The assemblies, the debates, the discussions in the streets, in the workplaces and in the schools, must address these dilemmas. We shouldn't be afraid either of problems or criticisms. "These present movements would benefit from critically reviewing the experience of two centuries of proletarian struggle, and attempts at social liberation. The road is long and fraught with enormous obstacles, which calls to mind the slogan oft repeated in Spain: 'It is not that we are going slowly, it is that we are going far'. By starting the widest possible debate, without restrictions or discouragement, that is consciously preparing the future movements, we will be ensuring that this hope becomes a reality: another society is possible!" (Excerpt from our international leaflet quoted above). Gamonal with its assemblies and solidarity is one more step on the long and difficult road.
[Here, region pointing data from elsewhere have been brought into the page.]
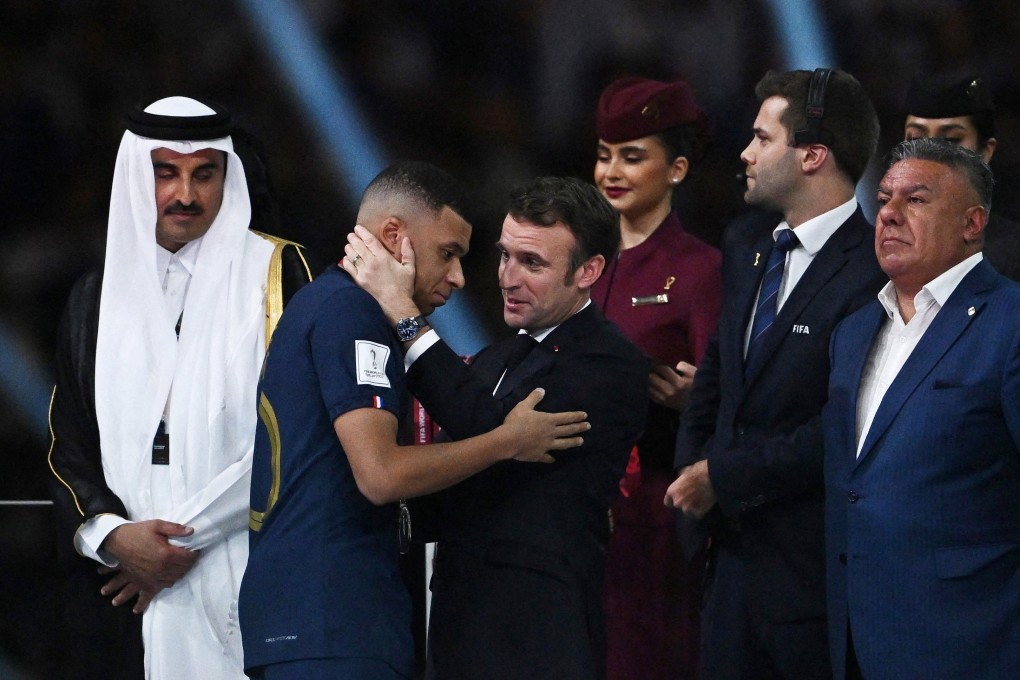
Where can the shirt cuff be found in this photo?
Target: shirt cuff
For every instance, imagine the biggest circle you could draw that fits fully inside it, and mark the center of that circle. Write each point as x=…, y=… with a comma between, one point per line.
x=427, y=338
x=91, y=535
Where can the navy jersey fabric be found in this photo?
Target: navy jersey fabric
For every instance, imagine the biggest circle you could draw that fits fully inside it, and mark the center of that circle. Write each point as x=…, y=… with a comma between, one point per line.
x=322, y=577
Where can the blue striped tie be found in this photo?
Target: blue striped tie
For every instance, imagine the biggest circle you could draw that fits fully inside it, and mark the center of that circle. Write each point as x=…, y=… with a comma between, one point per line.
x=768, y=296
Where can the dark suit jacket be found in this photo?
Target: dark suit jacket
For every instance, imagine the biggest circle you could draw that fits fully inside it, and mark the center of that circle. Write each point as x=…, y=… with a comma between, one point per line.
x=103, y=640
x=518, y=576
x=923, y=528
x=761, y=432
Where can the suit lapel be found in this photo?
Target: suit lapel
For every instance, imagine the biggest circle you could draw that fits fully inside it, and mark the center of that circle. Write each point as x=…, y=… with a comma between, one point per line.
x=961, y=309
x=826, y=264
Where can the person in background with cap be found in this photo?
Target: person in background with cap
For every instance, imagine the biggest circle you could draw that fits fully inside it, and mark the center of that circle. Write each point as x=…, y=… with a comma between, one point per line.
x=664, y=290
x=153, y=413
x=960, y=109
x=750, y=451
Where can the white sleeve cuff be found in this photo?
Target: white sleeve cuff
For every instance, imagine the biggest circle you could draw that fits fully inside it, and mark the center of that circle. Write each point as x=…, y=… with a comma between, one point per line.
x=91, y=535
x=427, y=338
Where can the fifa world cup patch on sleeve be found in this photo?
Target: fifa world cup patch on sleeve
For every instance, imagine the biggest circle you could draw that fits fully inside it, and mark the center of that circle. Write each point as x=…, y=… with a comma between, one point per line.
x=371, y=358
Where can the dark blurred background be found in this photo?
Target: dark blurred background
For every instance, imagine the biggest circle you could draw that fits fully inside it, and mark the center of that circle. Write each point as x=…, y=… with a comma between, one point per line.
x=495, y=92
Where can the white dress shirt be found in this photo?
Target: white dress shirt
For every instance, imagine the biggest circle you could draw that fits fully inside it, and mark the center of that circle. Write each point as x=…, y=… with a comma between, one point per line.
x=897, y=340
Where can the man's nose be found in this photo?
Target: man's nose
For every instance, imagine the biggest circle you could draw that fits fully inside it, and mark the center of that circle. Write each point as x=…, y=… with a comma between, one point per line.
x=746, y=156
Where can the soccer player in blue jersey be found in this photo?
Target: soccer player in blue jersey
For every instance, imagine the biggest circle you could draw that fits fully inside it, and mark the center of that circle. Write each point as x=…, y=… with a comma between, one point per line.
x=322, y=596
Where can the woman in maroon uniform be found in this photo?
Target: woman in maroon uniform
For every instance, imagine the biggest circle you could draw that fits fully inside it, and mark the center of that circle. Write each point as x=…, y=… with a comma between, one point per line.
x=664, y=290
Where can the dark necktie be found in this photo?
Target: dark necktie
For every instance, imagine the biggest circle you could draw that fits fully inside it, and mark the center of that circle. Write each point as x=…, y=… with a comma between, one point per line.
x=522, y=345
x=768, y=296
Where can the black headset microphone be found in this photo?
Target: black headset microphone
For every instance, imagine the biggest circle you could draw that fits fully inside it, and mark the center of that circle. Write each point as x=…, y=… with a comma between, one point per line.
x=813, y=132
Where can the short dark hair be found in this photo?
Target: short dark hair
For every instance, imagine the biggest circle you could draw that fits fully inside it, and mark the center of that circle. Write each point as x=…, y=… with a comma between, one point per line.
x=578, y=205
x=938, y=150
x=431, y=187
x=850, y=117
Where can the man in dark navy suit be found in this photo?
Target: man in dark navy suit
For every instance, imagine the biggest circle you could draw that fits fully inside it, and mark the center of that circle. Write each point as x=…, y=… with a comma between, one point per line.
x=750, y=454
x=922, y=438
x=521, y=557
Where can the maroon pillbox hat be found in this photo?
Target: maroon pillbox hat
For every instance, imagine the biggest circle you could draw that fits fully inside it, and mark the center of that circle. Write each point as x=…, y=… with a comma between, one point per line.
x=634, y=107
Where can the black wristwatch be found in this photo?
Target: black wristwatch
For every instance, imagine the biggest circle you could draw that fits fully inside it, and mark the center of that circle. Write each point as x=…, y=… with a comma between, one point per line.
x=409, y=327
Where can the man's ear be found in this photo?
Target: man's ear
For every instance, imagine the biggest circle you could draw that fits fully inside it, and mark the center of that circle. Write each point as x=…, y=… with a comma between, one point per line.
x=590, y=271
x=391, y=233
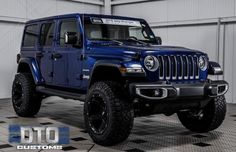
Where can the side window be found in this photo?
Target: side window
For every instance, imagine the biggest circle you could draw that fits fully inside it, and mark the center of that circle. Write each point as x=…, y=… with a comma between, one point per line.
x=46, y=34
x=30, y=36
x=67, y=26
Acción Proletaria (22 January 2014)

 

[1]     See ‘Indignation at the heart of the proletarian dynamic’ in International Review 152, https://en.internationalism.org/internationalreview/201310/9197/indignat...

 

[2]              This is the collective Diario de Vurgos (deliberately spelled with a "v", because the Spanish "b" and "v" are pronounced the same way), that describes itself as "the inhabitants of the Burgos underground" in opposition to the official Burgos parties, trade unions, church and other elements of the system, including the city newspaper Diario de Burgos. Their findings are very interesting and it seems they have had a positive impact on the struggle. Their e-mail is https://diariodevurgos.com/dvwps/

 

 

[3]     To be able to see the struggle of Burgos in the dynamic of the international class struggle, we encourage readers to analyse the resolution on the international situation from our last congress (from point 15). https://en.internationalism.org/internationalreview/201310/9219/20th-icc....

 

[5]              The Minister of Justice is going to propose a very restrictive abortion law

 

[6]      See our international leaflet,  2011: from Indignation to Hope, https://en.internationalism.org/files/en/2011_movements_lft2.pdf

 

[8]              The PSOE is the Spanish Socialist Party. Since 2012 it has been in opposition. IU, United Left, is a coalition around the Communist Party (similar to the one in France), playing the same role of "radical" democratic opposition . The PP is the right wing People's Party that is currently in government.

 

[9]              The Spanish State has launched a campaign with the label "Trademark Spain" to promote its products.